Prime Minister John Key addresses delegates at the Jobs Summit. Photo / Kenny Rodger
A national campaign to save or create thousands of jobs and stabilise shaky businesses will hinge on three main ideas from yesterday's Jobs Summit.
A nine-day working fortnight, an investment fund worth hundreds of millions of dollars and - the surprise item - a cycleway the length of New Zealand are among the few specific ideas to emerge in a 21-point plan to counter the ailing economy.
Prime Minister John Key will give priority to working on taxpayer-paid training subsidies for businesses that cut a working fortnight to nine days, with nine days' pay.
But he has ruled out the Government entirely paying the wages for the tenth day, saying: "I think it wouldn't be possible to fund it 100 per cent."
The Government was more likely to pay for training than wage replacement.
The cost to the Government of paying a one-day-a-fortnight wage subsidy has been put at $320 million a year.
In Mr Key's closing speech to the summit in Manukau yesterday, he said he wanted to investigate the idea "without delay".
The summit also heard about Mr Key's idea to complete the Te Araroa walkway the length of New Zealand, and his plan for a cycleway through national parks.
Under the plan, $50 million would be spent to employ 4000 people to build the cycleway.
Summit chairman and Stock Exchange chief executive Mark Weldon said Mr Key raised the idea at a pre-summit meeting on Tuesday. It was not one of the formal top 20 ideas.
The most expensive proposal from the summit was for an equity investment fund involving the Government and private banks as partners.
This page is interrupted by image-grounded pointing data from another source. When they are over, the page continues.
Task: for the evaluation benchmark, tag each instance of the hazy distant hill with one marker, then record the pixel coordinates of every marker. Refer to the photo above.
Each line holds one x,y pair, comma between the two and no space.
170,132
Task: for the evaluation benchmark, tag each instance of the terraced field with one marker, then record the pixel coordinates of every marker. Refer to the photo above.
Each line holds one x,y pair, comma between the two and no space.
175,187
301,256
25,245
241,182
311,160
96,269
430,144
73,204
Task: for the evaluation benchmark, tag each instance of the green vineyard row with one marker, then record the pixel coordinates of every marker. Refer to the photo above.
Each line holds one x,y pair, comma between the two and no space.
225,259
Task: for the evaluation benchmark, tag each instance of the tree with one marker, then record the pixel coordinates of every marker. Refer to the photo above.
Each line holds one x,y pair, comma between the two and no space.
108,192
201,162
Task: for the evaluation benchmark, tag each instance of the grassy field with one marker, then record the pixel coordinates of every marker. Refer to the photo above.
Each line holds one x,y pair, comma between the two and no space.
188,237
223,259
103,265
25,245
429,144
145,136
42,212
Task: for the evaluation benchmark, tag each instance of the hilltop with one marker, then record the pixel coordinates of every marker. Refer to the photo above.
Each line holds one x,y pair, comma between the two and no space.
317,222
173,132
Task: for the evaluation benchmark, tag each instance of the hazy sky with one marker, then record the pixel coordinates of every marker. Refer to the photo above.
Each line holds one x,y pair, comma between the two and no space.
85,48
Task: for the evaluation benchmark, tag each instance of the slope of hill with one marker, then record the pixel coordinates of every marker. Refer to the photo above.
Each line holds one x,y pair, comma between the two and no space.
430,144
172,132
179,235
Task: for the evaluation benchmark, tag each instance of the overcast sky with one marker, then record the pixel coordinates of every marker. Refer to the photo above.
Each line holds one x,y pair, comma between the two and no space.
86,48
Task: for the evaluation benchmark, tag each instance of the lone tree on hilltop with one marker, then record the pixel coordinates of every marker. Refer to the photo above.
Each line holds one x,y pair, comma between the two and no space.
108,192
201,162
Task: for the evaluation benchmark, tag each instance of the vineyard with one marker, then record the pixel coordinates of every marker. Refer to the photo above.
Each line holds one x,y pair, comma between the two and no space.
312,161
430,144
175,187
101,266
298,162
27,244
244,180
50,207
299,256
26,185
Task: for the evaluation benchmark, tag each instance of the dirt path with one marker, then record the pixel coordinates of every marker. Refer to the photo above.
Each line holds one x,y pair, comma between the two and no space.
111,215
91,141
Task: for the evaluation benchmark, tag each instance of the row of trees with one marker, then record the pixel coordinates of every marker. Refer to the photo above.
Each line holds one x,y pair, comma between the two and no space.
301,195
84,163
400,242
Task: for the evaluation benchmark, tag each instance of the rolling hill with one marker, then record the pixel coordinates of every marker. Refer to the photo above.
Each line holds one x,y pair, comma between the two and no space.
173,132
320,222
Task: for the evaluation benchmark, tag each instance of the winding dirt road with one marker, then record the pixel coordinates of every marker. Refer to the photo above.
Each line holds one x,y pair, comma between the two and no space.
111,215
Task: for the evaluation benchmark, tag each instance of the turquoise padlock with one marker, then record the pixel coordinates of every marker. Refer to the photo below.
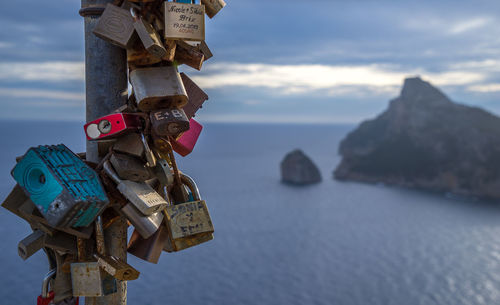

Though figures were not discussed in open sessions, the scheme would involve hundreds of millions of dollars.
The most expensive single pledge given yesterday came from Warehouse founder Stephen Tindall, who said the Tindall Foundation would put $1 million towards "bottom-up" training that helped improve people's access to information and services.
About 200 leaders from business, unions, sector interest groups and politicians took part in the summit, which divided into six work groups.
At the summit, Mr Key said the public-private investment fund would be "a pot of investment money to help New Zealand companies get the access to share capital they need to grow their cake and therefore to create jobs".
Later, he said it was an idea with "a fair bit of merit", but would need to be explored.